There he is, eleven years later, doing what he’s always done: making us feel that at least some of the powers that be are on our side and fighting for us. They are doing everything they can. We can go home and live our lives; they will look after us and this problem called Climate Change. We don’t have to worry too much; they have it under control.

So, if we just get outraged enough, if we just believe enough, everything will work out, somehow. If you believe that, you’re a fool and a patsy. Because if there’s anything that is clear, it’s that men like Gore are simply shills for a system that is going to destroy humanity and the planet with every living thing on it. He and his kind know very well that Despair is something to be avoided at all costs because as soon as someone is in its grip, you can’t manipulate them anymore. People in Despair no longer believe in your messages of Hope; they know better. They have embraced our terrible reality and learned to live with it. They are dangerous because they can see clearly and they have that thing called courage, the first of the virtues, the one without which all the others are moot. Despair makes you courageous in ways that Hope never can. Only Despair delivers a clear and present vision of what must be done. Only Despair shows the way forward in a time of dread. Only Despair delivers the courage to actually do and live your life differently. To take risks that would seem unaceptable to those living with eternal, false Hope. Just talk to the young voters who believed in Obama’s endless Hope messages. I sometimes wonder what happened to them.

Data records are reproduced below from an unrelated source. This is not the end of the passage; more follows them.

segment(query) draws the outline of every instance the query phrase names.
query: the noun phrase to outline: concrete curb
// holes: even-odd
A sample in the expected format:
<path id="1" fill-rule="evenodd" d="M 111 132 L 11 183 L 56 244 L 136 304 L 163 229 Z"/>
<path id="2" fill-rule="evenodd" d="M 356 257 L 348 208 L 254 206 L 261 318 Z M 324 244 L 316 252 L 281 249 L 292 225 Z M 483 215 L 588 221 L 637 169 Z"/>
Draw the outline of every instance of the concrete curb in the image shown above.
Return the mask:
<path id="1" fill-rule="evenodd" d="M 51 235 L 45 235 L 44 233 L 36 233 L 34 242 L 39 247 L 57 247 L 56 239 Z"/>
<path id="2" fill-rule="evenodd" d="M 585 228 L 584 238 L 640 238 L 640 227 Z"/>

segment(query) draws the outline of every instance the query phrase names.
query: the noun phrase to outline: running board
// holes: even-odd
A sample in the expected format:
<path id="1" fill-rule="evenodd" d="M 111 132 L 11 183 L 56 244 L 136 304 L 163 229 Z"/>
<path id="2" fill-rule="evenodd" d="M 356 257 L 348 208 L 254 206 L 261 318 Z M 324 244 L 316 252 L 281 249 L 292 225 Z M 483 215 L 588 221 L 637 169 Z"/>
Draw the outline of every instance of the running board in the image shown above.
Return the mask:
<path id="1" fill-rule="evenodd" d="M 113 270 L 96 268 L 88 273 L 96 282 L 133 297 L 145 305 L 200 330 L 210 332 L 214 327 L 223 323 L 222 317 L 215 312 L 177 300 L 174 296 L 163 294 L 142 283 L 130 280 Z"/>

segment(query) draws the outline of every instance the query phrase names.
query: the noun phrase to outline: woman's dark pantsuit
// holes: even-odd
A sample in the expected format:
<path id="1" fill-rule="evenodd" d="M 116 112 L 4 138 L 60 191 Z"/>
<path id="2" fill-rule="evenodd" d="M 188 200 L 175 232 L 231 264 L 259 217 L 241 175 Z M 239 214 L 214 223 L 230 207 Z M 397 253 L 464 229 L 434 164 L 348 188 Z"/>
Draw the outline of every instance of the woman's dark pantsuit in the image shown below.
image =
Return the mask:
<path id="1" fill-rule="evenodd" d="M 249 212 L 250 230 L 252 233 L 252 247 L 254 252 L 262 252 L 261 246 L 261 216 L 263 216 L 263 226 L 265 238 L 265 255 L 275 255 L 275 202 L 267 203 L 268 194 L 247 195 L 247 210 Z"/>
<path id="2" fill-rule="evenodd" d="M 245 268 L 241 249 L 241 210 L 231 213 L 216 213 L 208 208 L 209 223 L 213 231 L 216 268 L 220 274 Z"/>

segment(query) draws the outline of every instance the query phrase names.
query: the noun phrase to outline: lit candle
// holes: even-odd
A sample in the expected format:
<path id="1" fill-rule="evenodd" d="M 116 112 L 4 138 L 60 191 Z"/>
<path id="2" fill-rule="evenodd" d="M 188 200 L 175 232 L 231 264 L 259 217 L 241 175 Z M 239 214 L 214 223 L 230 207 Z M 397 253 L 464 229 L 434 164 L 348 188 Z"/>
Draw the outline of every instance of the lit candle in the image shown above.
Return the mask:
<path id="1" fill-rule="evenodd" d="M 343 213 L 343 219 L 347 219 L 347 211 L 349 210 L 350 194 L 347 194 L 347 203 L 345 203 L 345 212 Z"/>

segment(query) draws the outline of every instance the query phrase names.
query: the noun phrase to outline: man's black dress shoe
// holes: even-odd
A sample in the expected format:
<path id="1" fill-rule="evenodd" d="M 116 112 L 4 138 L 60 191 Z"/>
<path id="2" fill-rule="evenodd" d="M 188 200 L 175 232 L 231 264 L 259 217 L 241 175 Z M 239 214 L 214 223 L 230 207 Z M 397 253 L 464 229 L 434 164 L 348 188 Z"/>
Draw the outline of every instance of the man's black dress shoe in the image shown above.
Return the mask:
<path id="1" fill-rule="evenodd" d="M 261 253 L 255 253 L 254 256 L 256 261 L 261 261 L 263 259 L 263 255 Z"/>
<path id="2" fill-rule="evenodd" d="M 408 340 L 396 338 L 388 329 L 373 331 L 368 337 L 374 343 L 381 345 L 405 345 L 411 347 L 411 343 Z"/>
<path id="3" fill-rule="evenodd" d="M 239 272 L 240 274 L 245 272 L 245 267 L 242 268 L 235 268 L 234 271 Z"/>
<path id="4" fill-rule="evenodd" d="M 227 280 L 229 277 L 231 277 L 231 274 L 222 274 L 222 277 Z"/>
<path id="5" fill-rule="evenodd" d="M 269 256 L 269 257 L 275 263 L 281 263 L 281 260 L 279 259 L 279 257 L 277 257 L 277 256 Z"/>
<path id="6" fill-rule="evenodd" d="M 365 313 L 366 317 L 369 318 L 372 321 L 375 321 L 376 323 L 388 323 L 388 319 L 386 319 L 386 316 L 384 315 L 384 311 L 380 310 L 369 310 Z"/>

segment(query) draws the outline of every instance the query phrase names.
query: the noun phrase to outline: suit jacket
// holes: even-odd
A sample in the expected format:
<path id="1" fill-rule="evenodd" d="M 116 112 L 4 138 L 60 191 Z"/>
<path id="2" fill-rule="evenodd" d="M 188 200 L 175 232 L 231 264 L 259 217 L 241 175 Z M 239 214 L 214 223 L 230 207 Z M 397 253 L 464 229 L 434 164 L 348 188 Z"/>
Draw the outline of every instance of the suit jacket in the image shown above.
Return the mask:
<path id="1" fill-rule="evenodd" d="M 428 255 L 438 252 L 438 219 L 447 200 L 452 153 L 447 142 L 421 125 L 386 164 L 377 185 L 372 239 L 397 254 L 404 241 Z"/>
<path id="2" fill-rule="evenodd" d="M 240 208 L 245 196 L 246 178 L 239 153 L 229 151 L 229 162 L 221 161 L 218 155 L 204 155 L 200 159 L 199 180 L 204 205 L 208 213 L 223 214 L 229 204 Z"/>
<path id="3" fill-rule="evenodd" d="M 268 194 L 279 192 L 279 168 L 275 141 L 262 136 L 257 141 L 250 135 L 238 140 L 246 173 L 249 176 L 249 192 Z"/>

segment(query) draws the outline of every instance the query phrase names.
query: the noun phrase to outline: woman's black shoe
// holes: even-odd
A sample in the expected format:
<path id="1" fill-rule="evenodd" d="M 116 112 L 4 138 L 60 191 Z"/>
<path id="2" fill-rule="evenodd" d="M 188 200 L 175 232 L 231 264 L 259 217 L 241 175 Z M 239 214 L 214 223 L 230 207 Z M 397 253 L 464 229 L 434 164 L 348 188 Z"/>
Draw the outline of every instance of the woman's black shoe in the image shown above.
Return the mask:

I imagine some have embraced Despair and become dangerously unpredictable revolutionaries. Some might have become simply depressed, living on medications. That is the danger, and it is one I am very aware of. I know I’m living on the edge of depression, but I have to take that risk.

If you think I’m raving, I’m raving with some precedents: Buddhism, for one. Here is American Tibetan Buddhist nun and teacher Pema Chödrön on the subject of Despair and fear: 

It’s not a terrible thing that we feel fear when faced with the unknown. It is part of being alive, something we all share. We react against the possibility of loneliness, of death, of not having anything to hold on to. Fear is a natural reaction to moving closer to the truth.

If we commit ourselves to staying right where we are, then our experience becomes very vivid. Things become very clear when there is nowhere to escape.

Those two paragraphs contrasted with Gore’s ravings about Hope is what set me to thinking and writing. I know whom I follow, and I’m no Buddhist. I am afraid for us. And I’m not going to let false Hope deliver me from this extremely inconvenient position. I’m stuck with Despair. I’m learning to live with it and to accept its harsh lessons. I have given up Hope, and I feel so much…not better, but lighter, cleaner, closer to the truth.